Steuern müssen dort gezahlt werden, wo Umsätze getätigt und Gewinne erzielt werden. Entscheidend ist deshalb die Antwort auf die Frage, wo sich dieser Ort befindet, wenn natürliche oder juristische Personen im Metaverse agieren. Danach richtet sich dann auch, welcher Staat oder welche Staaten berechtigt sind, digitale Transaktionen im Metaverse zu besteuern. Wenn es also im Metaverse einen „realen Markt“ in einer virtuellen Welt gibt, in der natürliche und juristische Personen etwas zum Ökosystem dieser Onlinewelt beitragen können, dann muss die Frage beantwortet werden, ob und wie dieser Beitrag zu steuerlichen Konsequenzen führt. Darüber hinaus gibt es auch weniger klare Rechtsrahmen. In Zukunft wird zu klären sein: Wo wird der Code für virtuelle Waren und Güter geschrieben? Wo kauft ein Unternehmen den Code ein? Und wo verkaufen sie ihn? Aber auch solche Detailfragen werden mit einem wachsenden regulatorischen Rahmen gelöst werden.
Neue Abhängigkeiten von Big Tech?
Das Metaverse ist grundlegend nichts anderes als der Marktplatz von Amazon oder eine Ladenzeile in der Frankfurter Innenstadt. Genau wie bei klassischen Mietpreisentwicklungen und Provisionen, gibt es auch in einer virtuellen Welt Marktabhängigkeiten und volatile Kosten. Die Gefahr besteht in Monopolisierungstendenzen. Wäre Meta der einzige Anbieter eines Metaverse, hätte das problematische Konsequenzen. Aber Gaming-Plattformen wie Fortnite oder Tech-Unternehmen wie Google widmen sich ebenfalls mit substanziellen technologischen und finanziellen Mitteln der zeitnahen Umsetzung.

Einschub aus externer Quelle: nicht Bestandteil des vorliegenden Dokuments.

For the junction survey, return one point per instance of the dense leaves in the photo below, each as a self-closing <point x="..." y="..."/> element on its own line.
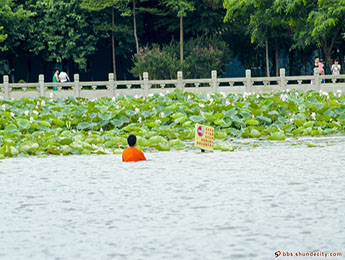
<point x="162" y="122"/>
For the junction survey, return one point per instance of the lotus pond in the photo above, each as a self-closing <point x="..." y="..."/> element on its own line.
<point x="162" y="121"/>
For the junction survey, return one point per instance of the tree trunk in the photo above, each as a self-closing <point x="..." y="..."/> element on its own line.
<point x="113" y="41"/>
<point x="290" y="63"/>
<point x="277" y="62"/>
<point x="28" y="70"/>
<point x="181" y="39"/>
<point x="267" y="60"/>
<point x="135" y="30"/>
<point x="341" y="59"/>
<point x="328" y="53"/>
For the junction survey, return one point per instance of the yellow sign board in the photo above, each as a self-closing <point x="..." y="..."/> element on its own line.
<point x="204" y="137"/>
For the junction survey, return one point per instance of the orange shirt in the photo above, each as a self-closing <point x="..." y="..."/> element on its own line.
<point x="133" y="154"/>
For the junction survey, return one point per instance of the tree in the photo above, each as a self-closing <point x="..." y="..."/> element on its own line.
<point x="265" y="24"/>
<point x="119" y="5"/>
<point x="317" y="22"/>
<point x="62" y="31"/>
<point x="181" y="7"/>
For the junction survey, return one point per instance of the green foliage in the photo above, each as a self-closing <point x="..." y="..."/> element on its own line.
<point x="159" y="63"/>
<point x="181" y="7"/>
<point x="15" y="21"/>
<point x="202" y="56"/>
<point x="162" y="122"/>
<point x="64" y="31"/>
<point x="2" y="36"/>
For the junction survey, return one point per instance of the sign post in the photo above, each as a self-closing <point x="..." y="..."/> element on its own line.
<point x="204" y="137"/>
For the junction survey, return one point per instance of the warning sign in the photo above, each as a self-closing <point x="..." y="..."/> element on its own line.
<point x="204" y="137"/>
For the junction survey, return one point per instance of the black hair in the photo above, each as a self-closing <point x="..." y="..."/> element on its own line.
<point x="132" y="140"/>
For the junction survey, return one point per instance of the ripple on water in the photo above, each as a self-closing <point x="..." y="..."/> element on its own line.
<point x="177" y="205"/>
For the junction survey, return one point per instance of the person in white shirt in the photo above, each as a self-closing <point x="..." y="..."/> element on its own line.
<point x="63" y="77"/>
<point x="336" y="68"/>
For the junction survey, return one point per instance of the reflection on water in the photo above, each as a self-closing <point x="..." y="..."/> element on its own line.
<point x="178" y="205"/>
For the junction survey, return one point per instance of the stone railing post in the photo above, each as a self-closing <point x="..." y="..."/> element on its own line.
<point x="214" y="81"/>
<point x="41" y="82"/>
<point x="6" y="87"/>
<point x="317" y="83"/>
<point x="248" y="80"/>
<point x="111" y="84"/>
<point x="76" y="85"/>
<point x="180" y="80"/>
<point x="282" y="79"/>
<point x="146" y="83"/>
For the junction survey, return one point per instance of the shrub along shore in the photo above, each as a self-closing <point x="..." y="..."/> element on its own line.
<point x="162" y="122"/>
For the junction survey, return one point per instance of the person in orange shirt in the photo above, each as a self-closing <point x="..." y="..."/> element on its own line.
<point x="132" y="154"/>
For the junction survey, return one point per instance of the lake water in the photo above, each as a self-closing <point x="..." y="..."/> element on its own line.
<point x="245" y="204"/>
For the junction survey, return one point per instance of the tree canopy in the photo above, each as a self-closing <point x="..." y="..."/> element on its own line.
<point x="102" y="36"/>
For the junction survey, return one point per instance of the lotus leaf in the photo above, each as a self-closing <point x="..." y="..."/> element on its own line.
<point x="277" y="136"/>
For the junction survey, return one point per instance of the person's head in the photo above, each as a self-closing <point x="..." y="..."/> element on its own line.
<point x="132" y="140"/>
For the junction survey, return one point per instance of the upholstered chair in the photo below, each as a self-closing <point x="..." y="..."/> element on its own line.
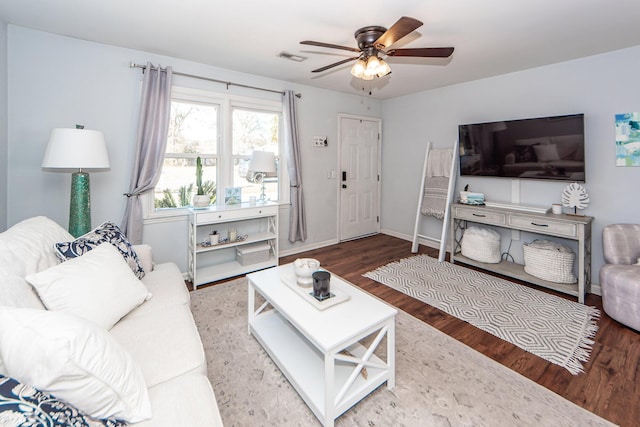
<point x="620" y="276"/>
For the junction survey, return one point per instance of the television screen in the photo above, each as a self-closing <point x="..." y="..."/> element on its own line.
<point x="539" y="148"/>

Ein dynamisches Marktgeschehen ist somit entscheidend, um unnötige Mehrkosten zu vermeiden und die Einstiegsschwelle niedrig zu halten.

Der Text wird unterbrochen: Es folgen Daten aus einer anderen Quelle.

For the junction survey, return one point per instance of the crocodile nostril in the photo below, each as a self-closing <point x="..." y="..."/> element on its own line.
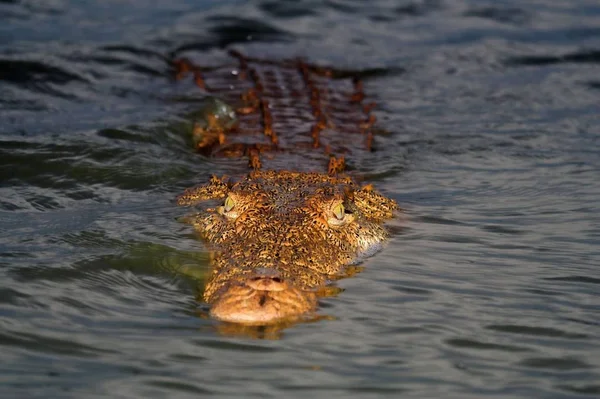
<point x="266" y="283"/>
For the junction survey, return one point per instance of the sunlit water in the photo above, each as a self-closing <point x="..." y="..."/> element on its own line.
<point x="490" y="286"/>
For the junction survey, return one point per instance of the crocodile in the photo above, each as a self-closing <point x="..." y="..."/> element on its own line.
<point x="281" y="232"/>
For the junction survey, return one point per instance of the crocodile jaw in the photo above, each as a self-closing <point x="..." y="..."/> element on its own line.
<point x="247" y="305"/>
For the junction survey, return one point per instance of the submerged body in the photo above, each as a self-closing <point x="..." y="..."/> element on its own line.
<point x="279" y="236"/>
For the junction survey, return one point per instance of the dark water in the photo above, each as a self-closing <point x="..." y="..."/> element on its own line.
<point x="490" y="286"/>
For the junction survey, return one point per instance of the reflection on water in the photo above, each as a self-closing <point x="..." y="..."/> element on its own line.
<point x="488" y="114"/>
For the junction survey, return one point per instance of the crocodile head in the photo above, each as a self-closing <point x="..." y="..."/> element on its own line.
<point x="277" y="236"/>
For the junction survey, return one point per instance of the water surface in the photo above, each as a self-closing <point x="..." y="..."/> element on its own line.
<point x="490" y="286"/>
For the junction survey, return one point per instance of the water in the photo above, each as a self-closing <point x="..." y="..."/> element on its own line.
<point x="489" y="287"/>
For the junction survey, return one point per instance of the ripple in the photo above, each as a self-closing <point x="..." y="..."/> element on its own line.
<point x="585" y="57"/>
<point x="535" y="331"/>
<point x="474" y="344"/>
<point x="554" y="363"/>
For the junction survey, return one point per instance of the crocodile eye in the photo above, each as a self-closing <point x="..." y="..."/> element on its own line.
<point x="229" y="204"/>
<point x="339" y="211"/>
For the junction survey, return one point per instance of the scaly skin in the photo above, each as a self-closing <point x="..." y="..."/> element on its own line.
<point x="281" y="235"/>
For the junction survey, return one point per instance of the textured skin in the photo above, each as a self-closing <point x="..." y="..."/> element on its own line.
<point x="279" y="236"/>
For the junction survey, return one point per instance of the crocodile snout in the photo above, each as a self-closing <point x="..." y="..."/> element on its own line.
<point x="264" y="279"/>
<point x="263" y="297"/>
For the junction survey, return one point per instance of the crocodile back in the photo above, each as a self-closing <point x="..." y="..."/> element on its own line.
<point x="291" y="114"/>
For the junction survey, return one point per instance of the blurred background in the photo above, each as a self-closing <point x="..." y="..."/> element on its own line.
<point x="490" y="286"/>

Empfehlenswert wären einheitliche Standards als wichtige Voraussetzung für ein innovatives Metaverse. Anders als das Arpanet bzw. Internet, die in einem staatlich-militärischen Kontext entwickelt wurden, wird das Metaversum vornehmlich von großen Tech-Konzernen vorangetrieben. Deshalb wird die Einigung auf einen gemeinsamen Standard wohl ein schwieriges Unterfangen. Auch die Interoperabilität zwischen verschiedenen Metaversen ist deshalb bisher fraglich.
Marktpotenziale des Megatrends Metaverse
Entsteht aus dem Metaverse potenziell ein weltweiter Markt für Dienstleistungen? Strukturiert immersive Technologie globale Wertschöpfungsketten essenziell neu? Ich bin der Überzeugung, dass wir in Entwicklungszyklen denken müssen. In Zeiten der Pandemie arbeiten wir bereits verstärkt virtuell zusammen. Die Frage ist: Wird es für Ihr Unternehmen in drei bis fünf Jahren erforderlich sein, den nächsten Schritt zu gehen? Das Homeoffice 2.0 wird grundlegend durch das Metaverse mitbestimmt werden. Festhalten möchte ich gleichzeitig, dass nicht jede Form der Kooperation ins Metaverse ausgelagert werden kann. Wir bleiben soziale, empfindsame Wesen.
Dennoch ist das Metaverse ein Emblem für die chancenreiche Erweiterung bestehender und noch nicht existierender Märkte. Für Hightech-Firmen, die sich ausschließlich auf digitale Produkte fokussieren, ist das Metaversum folglich das neue Maß der Dinge. Für Unternehmen mit einem Schwerpunkt auf körperlichen Produkten stellt das Metaverse eine wichtige Erweiterung da, die vielversprechende Erwartungen weckt. Für eine dritte Gruppe von Unternehmen, die in hohem Maße auf menschlicher und sozialer Interaktion beruhen, wird der Schritt in die virtuelle Welt wohl zögerlicher und vermutlich erst deutlich später erfolgen.
Fazit
In der Vergangenheit waren immersive digitale Orte wie das Videospiel Second Life eher ein Nischenphänomen für Nerds. Das Metaverse hingegen wird einen sehr viel größeren Kreis an Nutzer:innen und potenziellen Kund:innen ansprechen. Die ersten Schritte dorthin haben wir alle in den vergangenen zwei Jahren gemeistert.